Saban Capital Adds Digital Media Venture Focus
Sand Hill Road in Silicon Valley remains ground zero for venture capital investment. In 2007 Silicon Valley outpaced its closest geographic competitor by a factor of nearly three to one (via PWC Moneytree). Still, even with a smaller scale Hollywood Blvd. is getting busier, generating more investment traffic, and building buzz. Saban Capital Group is the latest to hang up a V.C. shingle to address the SoCal market.
First reported in the Hollywood Reporter, Haim Saban’s Saban Capital Group (SCG) is expanding from a focus on broad, large, traditional private equity deals to now also include more venture oriented digital media component in their portfolio mix.
Historically, SCG has been known for large media transactions. Haim Saban himself was behind Fox Family Worldwide which News Corp sold to Disney for $5.2b in 2001. In 2003 SCG was a leading member of a consortium of private equity firms that privatized German satellite TV firm ProSiebenSat.1 (Other investors included Bain, Thomas Lee, Providence Equity Partners and Hellman & Friedman). In 2007, SCG sold off that stake to KKR and Permira. Current holdings include stakes in Univision, Bezeq and Keshet Broadcasting.
The new digital media focus area will fall short of formally being called a venture fund. There have also been no comments on capital allocation or funding prerequisites. Instead, the firm is characterizing the initiative as an “incubation platform” and emphasizing the broader ability to invest across the different stages of corporate development it will give them.
As Craig Cooper, the former Softbank and VantagePoint Partners VC tasked with running the new group put it when the news broke, “no other media investment group in Southern California has that capability [to invest across stages of development] and [the] depth of operating expertise.”

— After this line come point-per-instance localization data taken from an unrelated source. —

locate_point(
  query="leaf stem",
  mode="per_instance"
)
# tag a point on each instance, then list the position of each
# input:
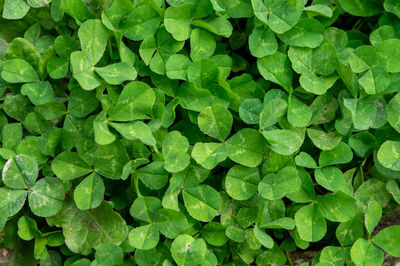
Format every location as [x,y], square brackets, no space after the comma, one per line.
[136,183]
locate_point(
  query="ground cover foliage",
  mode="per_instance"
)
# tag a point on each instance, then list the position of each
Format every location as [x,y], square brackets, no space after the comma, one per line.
[198,132]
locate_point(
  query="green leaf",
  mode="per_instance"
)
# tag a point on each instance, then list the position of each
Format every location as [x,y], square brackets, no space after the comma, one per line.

(By way of a Silicon Valley comparison, he seems to be suggesting the focus area will be like combining private equity firm Elevation Partners with a venture fund like Kleiner Perkins.)
The task SCG is undertaking won’t be small. The operational and managerial challenges vastly differ for companies of different maturities. Sourcing and identifying investment opportunities can also vary dramatically when reviewing a startup versus a mature business. Simply put, there ’s a reason few firms don’t take so broad a vision: it can be hard to do so much.
On the other hand, more and more investment attention is migrating south to try and capitalize on the increasing convergence between Hollywood entertainment and Silicon Valley style high technology. Already, several Hollywood talent agencies (WMA and CAA) have struck deals with experienced Venture Funds to create a SoCal footprint. Then there are also private projects from Michael Eisner (Tornante) and Terry Semel (Windsor Media). If the deal flow and dollars follow the flight south, SCG’s deep pockets and broad focus could be a valuable tool for rolling up and packaging companies and services.
(So far, despite all the buzz generated for SoCal investment, the dollars aren’t there yet. According to PWC Moneytree Survey, LA/Orange County Investment for 2007 totaled $1.67b across 205 deals. That was actually down from 218 deals that generated $1.93b in 2006. San Diego in contrast was up more than 50% from 2006 to 2007. Silicon Valley saw venture investment grow from $9.52b across 1169 deals in 2006 to $10.06b on 1184 deals in 2007).